Dave: I think you've gotta use honesty here... I mean...you know... it's always the best policy. Like, the other day there was five... well maybe there was like four... really hot foreign chicks (either like Swedish or Korean) in my shop, and they were like "Dave, we wanna have a five way with you." I just told them "Honestly, Okay."
Episode 12 - The Third Conchord
Bret: Okay, I'm just going to say, "Dear Todd, thank you very much, but you can't be in the band anymore."
Jemaine: Umm. I don't think you should do it, man. You're too easily offended.
Bret: I can't believe you just said that.
Jermaine: You gotta go in there and tell Todd... he's not in the band.
Murray: It's too late Jermaine, alright. I think I promised him, I'd just been given Nitrous Oxide. I was at the dentist I don't know what I was talking about. I think I'm going to his brother's wedding.
Murray: Look, all I want yout to do is give Todd a chance. Like the song
Jemaine: Which song?
Murray: The John Lennon one, you know.
Bret: Give Peace a Chance?
Murray: Give Pete a Chance.

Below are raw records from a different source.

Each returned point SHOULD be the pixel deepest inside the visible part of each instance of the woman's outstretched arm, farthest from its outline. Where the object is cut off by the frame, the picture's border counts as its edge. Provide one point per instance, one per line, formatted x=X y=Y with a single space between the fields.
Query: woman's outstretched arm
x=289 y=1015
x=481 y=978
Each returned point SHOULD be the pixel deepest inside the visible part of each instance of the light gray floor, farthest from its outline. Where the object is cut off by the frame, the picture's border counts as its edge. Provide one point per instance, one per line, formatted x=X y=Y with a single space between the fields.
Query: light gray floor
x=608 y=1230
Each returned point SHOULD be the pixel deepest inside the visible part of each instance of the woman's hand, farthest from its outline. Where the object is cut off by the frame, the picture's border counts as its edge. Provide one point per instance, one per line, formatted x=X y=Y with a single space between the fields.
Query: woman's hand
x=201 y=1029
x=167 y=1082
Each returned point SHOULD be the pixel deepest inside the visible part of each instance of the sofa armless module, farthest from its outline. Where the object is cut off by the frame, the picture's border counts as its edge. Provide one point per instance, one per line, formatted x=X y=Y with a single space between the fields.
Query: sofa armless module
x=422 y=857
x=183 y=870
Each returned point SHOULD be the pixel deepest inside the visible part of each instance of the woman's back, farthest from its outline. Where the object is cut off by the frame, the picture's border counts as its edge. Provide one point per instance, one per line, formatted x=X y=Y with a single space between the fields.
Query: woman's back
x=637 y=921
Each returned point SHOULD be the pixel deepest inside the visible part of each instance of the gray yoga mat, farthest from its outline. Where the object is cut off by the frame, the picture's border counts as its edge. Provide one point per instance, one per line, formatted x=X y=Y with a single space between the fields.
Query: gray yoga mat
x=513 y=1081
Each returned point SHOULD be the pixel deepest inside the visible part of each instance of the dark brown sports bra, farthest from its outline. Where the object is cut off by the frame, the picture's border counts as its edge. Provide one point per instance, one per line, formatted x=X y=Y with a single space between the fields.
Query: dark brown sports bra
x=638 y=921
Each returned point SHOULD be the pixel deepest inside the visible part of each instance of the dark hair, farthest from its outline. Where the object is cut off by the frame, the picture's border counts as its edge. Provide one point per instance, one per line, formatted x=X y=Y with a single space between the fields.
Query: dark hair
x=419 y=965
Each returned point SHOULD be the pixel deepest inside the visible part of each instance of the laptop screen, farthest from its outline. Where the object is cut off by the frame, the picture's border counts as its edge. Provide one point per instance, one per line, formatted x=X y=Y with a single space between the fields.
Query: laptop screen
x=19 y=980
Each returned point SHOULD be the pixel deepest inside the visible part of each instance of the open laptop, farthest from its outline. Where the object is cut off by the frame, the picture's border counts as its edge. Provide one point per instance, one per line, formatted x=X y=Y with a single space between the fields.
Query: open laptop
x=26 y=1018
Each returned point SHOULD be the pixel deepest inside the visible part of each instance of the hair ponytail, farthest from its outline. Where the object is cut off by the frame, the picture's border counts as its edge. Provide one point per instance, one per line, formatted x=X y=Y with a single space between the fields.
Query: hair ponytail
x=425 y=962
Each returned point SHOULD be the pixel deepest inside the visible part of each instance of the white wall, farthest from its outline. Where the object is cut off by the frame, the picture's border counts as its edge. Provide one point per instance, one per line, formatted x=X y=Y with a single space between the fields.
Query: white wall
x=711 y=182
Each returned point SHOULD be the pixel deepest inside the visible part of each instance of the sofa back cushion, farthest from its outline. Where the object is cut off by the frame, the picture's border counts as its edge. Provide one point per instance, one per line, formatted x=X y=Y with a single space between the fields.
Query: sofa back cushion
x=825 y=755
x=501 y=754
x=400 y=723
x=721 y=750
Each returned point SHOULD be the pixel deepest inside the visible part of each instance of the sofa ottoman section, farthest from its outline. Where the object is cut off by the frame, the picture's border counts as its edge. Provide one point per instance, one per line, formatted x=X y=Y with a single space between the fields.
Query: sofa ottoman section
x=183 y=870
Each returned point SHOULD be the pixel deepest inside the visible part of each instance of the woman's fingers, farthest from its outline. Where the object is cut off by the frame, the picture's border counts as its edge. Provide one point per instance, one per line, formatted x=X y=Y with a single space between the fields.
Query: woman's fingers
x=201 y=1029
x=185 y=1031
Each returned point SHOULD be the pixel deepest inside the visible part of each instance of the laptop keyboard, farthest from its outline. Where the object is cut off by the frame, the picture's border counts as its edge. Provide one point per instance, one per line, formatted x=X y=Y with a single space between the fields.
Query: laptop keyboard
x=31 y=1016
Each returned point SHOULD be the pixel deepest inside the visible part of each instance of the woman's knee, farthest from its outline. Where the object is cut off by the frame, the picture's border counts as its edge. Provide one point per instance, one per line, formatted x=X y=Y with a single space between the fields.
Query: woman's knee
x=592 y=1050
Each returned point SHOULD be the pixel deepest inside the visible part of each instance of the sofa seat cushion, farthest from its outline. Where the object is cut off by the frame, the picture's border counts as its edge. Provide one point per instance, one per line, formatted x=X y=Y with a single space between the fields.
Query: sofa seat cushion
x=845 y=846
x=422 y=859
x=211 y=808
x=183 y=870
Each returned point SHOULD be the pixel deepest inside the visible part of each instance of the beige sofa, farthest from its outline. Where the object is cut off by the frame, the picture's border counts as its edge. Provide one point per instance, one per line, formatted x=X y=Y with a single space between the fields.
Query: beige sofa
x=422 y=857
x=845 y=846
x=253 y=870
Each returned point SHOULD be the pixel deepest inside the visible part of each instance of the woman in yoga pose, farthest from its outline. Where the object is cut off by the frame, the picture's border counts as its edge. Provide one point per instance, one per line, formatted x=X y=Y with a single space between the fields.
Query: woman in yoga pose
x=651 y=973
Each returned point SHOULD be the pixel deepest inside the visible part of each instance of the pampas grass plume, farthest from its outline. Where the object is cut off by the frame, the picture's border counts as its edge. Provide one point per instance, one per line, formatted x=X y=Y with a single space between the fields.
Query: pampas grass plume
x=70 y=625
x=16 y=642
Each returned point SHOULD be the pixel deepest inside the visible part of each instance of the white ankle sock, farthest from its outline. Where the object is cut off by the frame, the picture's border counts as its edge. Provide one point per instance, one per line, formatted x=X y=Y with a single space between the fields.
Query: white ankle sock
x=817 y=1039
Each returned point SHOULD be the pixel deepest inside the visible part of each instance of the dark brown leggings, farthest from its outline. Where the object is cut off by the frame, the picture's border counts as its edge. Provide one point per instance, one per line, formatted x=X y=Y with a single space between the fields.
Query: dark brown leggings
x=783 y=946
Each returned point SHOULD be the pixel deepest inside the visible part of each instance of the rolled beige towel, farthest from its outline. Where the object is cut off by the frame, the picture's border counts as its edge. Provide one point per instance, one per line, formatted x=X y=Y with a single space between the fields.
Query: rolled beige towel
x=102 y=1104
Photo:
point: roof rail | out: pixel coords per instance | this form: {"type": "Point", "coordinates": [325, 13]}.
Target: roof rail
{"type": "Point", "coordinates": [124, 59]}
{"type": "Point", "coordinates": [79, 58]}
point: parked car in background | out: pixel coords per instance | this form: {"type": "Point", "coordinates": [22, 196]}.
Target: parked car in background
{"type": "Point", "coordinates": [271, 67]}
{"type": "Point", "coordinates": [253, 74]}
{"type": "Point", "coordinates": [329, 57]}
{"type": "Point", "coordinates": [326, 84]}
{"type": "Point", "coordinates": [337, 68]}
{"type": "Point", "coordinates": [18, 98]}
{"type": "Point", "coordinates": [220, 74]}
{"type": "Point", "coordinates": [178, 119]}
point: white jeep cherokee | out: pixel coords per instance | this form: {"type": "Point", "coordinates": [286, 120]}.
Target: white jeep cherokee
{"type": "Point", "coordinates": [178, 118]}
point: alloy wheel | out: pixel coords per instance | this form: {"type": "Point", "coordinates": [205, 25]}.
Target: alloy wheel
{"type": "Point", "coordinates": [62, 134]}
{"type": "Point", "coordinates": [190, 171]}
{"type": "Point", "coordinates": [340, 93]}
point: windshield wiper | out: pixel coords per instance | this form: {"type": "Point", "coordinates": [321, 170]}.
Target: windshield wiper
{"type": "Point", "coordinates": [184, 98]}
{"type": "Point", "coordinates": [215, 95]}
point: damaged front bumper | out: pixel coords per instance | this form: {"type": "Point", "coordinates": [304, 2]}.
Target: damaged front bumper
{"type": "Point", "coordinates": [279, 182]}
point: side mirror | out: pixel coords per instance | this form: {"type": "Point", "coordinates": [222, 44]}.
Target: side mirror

Okay?
Bret: "Todd's not cool"
Murray: "What do you mean? He's cooler than both of you put together. Look at him over there with all his friends. He's like the Pied Piper of cool. Pied Piper was cool wasn't he" Bret: "Pied Piper wasn't cool, he took all those kids into a cave"
From HBO One Night Stand special
After singing Think about it. Think, think about it:
- Bret: There was a bit in that song where we were dealing with the issue of AIDS. The bit with the monkeys.
- Jemaine: Yeah because it was believed that AIDS was contracted from the monkeys. Not the band but the animal. And we just wanted to deal with that issue - just a couple of points. Just changing the attitude towards AIDS from being "Eww AIDSy" to more like "Oh! Fun monkey disease"
Before singing She's so hot... Boom!, Bret gets out a futuristic-looking guitar-like instrument:
- Bret: This is the DG20
- Jemaine: We got this from a pawn shop in the future.
- Bret: My wife and I weren't able to have children. That's why we chose to imagine them. The doctor suggested it and it's actually been incredibly rewarding.
- Jemaine: Bret's wife is not able to have children because she's not a real woman. She's an imaginary person.
- Bret: Yeah, she's imaginary, yeah. The kids take after her in that sense.
- Interviewer: So what's the coolest thing about living in America?
- Clement: People are friendly.
- McKenzie: Paying taxes to George Bush is a real treat.
- Clement: What Bret means to say is the people are friendly.
"we're flight of the conchords, from new zealand" "I dunno if you guys know much about new zealand, but, uh, a few years ago we invented something we call hip-hop." "2001?" "do you remember when we invented hip-hop that day, with steve?" "at the barbecue?"